In vigore dal 1937 al 1965, la categoria riservata alle vetture Sport venne creata dal Reale Automobile Club Italiano con un regolamento specifico che, tra l’altro, vietava l’uso del compressore e imponeva l’obbligo di utilizzare autotelai derivati da quelli di normale produzione, rispettando comunque le caratteristiche tecniche fondamentali dichiarate dalle Case costruttrici. Massima libertà invece per la carrozzeria, che poteva addirittura essere sostituita con un’altra, comunque conforme alle norme dell’allegato C del Codice Sportivo Internazionale vetture Sport, declinato in quattro classi di cilindrata. La più piccola, quella fino a 750 cc, si è concretizzata in numerose creazioni, spesso uniche, che non venivano prodotte dalle stesse Case, ma montavano il motore o il telaio di costruttori diversi, rivisti dai preparatori. Che, in tutti i casi, equivale a dire artigiani, ma non certo in senso dispregiativo, anzi. Oggi hanno un valore storico immenso: da qualsiasi prospettiva le si voglia guardare, sfoggiano tale e tanta tecnologia che riescono a stupire ancora per modernità e semplicità costruttiva. Dopo avervi raccontato la Siata 636 Gran Sport, ecco la storia della Moretti 750 Sport del 1947.
La Moretti 750 Sport ha un po’ di cuore emiliano. Perché il costruttore, Giovanni Moretti, era di Reggio Emilia. Per seguire la sua vocazione vendette la bicicletta (unico bene in suo possesso), ancora giovanissimo, e si trasferì a Torino. Lì iniziò a costruire automobili sul finire degli anni Quaranta, prima con una minicar bicilindrica (la Cita) e poi con una più prestazionale 4 cilindri di 600 cc, vettura di una certa eleganza che si collocava nel segmento di mercato lasciato libero tra la Fiat 500 C e la 1100. La stessa che, maggiorata a 750 cc, partecipò nel 1952 al rally transafricano Algeri-Le Cap, una specie di Parigi-Dakar ante litteram.
Dopo 17 mila km le due Moretti iscritte risultarono prima e seconda di classe. Ma della bontà del progetto alla Moretti si erano ben convinti già dagli esordi.

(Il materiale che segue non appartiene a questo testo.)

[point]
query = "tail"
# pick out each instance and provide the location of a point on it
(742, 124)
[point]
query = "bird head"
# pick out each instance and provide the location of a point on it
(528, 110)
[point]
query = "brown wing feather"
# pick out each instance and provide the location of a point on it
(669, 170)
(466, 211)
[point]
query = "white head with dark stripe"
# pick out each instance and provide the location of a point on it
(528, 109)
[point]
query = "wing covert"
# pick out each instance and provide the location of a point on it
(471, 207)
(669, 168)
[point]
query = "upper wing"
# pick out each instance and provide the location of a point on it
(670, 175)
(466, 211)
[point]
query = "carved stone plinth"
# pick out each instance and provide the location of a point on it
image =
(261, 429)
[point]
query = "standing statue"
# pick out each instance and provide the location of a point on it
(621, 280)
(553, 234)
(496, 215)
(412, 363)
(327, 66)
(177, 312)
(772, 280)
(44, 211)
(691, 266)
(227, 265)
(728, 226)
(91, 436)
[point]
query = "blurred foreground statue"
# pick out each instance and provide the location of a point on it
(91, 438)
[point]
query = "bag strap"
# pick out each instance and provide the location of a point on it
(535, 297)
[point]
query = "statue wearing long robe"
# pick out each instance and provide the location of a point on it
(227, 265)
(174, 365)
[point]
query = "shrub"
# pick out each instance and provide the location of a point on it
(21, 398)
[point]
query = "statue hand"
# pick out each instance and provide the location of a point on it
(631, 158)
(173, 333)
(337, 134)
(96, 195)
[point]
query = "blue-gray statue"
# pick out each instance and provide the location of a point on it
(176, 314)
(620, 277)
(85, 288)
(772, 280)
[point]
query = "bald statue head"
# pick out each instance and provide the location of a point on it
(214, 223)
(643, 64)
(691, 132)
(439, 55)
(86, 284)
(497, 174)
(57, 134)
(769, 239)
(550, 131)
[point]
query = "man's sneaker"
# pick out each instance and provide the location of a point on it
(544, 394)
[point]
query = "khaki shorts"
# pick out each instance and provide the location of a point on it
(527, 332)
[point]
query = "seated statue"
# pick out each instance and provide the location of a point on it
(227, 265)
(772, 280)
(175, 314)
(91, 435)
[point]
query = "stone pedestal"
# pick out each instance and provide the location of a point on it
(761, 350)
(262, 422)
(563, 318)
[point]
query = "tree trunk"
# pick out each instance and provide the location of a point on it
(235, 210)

E così, prima dell’arrivo dei motori bialbero e dei telai tubolari, a Torino realizzarono una barchetta che sfruttava il telaio della Topolino abbinato alla meccanica Moretti. A partire dal motore con testata di alluminio, distribuzione monoalbero in testa e albero a tre supporti. Grazie a un generoso carburatore Weber da 32 erogava circa 30 CV. Anche il cambio a 4 marce e il differenziale erano realizzati da Moretti. I freni anteriori, invece, erano derivati da quelli della 1100 B.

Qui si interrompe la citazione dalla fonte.